1.9 KiB
| title | description |
|---|---|
| Upgrading | This page contains the list of deprecations and important or breaking changes for Pomerium. Please read it carefully. |
Overview
Since 0.0.4
This page contains the list of deprecations and important or breaking changes for pomerium v0.0.4 compared to v0.0.5. Please read it carefully.

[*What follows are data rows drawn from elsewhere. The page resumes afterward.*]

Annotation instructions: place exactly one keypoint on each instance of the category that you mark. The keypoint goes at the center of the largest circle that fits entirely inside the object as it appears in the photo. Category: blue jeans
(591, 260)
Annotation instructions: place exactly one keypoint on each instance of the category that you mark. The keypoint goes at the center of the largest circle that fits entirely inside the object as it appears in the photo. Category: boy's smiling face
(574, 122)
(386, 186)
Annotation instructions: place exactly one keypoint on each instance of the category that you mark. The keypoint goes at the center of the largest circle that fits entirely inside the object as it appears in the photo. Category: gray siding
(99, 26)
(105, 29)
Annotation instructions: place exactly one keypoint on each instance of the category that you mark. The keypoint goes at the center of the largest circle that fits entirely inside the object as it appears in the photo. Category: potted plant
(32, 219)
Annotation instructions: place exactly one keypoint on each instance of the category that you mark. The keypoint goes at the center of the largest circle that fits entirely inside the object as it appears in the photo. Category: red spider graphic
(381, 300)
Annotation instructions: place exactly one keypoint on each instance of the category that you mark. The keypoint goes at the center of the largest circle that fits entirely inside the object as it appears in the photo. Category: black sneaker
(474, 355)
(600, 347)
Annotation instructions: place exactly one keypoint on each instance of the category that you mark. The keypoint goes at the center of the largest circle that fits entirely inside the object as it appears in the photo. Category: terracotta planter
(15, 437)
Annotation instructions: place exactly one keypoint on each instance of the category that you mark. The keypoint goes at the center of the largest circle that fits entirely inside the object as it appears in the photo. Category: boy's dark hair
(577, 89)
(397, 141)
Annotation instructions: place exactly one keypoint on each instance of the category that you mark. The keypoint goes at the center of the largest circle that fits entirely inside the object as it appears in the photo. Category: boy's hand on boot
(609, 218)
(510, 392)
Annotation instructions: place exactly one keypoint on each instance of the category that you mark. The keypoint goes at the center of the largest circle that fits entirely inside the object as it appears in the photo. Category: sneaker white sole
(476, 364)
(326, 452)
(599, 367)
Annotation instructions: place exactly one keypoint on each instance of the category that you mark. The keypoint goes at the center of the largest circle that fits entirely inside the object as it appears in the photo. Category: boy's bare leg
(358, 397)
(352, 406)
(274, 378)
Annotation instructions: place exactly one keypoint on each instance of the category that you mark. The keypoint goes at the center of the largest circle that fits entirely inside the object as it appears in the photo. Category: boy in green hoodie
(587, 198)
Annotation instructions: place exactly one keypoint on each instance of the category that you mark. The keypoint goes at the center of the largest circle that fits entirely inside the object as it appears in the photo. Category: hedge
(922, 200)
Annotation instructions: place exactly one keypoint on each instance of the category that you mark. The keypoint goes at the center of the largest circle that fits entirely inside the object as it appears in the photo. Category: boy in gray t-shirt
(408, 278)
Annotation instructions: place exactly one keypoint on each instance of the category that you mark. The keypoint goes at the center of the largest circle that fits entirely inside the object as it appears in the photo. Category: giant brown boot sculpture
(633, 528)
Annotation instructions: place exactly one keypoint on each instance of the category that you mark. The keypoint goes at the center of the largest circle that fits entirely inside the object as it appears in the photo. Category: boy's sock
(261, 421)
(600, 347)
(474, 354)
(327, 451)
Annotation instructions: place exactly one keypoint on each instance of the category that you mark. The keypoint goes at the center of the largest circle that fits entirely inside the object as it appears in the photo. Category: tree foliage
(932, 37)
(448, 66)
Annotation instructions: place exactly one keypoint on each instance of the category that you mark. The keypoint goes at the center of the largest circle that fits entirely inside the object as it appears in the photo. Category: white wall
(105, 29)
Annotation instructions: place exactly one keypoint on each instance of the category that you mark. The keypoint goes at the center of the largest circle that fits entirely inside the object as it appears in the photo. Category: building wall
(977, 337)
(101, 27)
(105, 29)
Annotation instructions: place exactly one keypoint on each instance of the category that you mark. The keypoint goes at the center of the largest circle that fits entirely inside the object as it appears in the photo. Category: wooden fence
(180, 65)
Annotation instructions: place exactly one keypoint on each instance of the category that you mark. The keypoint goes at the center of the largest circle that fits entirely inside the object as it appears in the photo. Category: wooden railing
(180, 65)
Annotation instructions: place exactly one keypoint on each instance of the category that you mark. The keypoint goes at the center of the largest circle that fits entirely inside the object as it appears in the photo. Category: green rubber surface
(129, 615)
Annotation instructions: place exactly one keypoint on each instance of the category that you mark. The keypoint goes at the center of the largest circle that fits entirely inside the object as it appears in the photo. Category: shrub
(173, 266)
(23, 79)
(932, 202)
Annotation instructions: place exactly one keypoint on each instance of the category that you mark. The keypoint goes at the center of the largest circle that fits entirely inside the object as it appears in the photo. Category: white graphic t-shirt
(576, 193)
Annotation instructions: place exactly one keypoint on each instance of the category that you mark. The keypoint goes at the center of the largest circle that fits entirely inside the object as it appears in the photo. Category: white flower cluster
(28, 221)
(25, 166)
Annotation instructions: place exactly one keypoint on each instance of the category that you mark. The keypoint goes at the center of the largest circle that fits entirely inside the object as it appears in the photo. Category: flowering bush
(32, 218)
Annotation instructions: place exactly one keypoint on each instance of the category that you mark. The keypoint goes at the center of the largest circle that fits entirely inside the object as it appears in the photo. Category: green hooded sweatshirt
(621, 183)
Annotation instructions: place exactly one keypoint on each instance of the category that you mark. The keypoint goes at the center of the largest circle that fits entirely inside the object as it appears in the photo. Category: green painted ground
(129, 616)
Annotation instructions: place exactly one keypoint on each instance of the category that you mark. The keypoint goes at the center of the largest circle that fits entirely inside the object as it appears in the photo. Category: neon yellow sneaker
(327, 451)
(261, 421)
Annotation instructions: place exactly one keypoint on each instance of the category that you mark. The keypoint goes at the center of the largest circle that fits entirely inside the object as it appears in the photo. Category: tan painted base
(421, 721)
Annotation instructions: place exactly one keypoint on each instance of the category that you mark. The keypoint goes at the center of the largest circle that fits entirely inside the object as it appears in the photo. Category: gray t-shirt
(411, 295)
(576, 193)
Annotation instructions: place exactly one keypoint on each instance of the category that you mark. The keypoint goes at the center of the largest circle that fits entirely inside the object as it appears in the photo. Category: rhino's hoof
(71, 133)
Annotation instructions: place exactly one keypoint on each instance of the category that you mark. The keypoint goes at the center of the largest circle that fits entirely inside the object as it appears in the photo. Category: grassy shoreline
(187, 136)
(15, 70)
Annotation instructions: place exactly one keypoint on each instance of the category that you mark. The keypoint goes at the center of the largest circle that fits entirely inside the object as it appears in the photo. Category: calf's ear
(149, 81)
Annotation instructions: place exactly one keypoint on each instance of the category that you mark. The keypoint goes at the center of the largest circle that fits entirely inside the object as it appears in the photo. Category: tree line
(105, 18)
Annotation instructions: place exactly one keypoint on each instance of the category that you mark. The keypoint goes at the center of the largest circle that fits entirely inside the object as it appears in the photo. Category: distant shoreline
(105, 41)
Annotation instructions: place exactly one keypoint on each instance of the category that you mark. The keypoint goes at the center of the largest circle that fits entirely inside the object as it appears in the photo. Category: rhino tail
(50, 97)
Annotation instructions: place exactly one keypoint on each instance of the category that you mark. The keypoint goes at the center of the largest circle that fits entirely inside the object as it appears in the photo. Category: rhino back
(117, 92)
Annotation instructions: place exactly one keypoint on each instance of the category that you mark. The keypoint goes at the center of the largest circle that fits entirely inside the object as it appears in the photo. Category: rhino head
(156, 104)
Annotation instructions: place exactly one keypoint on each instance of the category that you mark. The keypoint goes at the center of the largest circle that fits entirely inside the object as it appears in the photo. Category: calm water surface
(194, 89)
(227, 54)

Breaking: POLICY_FILE removed
Usage of the POLICY_FILE envvar is no longer supported. Support for file based policy configuration has been shifted into the new unified config file.
Important: Configuration file support added
-
Pomerium now supports an optional -config flag. This flag specifies a file from which to read all configuration options. It supports yaml, json, toml and properties formats.
-
All options which can be specified via MY_SETTING style envvars can now be specified within your configuration file as key/value. The key is generally the same as the envvar name, but lower cased. See Reference Documentation for exact names.
-
Options precedence is
environmental variables>configuration file>defaults -
The options file supports a policy key, which contains policy in the same format as
POLICY_FILE. To convert an existing policy.yaml into a config.yaml, just move your policy under a policy key.Old:
- from: httpbin.corp.beyondperimeter.com to: http://httpbin allowed_domains: - pomerium.io cors_allow_preflight: true timeout: 30sNew:
policy: - from: httpbin.corp.beyondperimeter.com to: http://httpbin allowed_domains: - pomerium.io cors_allow_preflight: true timeout: 30s
Authenticate Internal Service Address
The configuration variable Authenticate Internal Service URL must now be a valid URL type and contain both a hostname and valid https schema.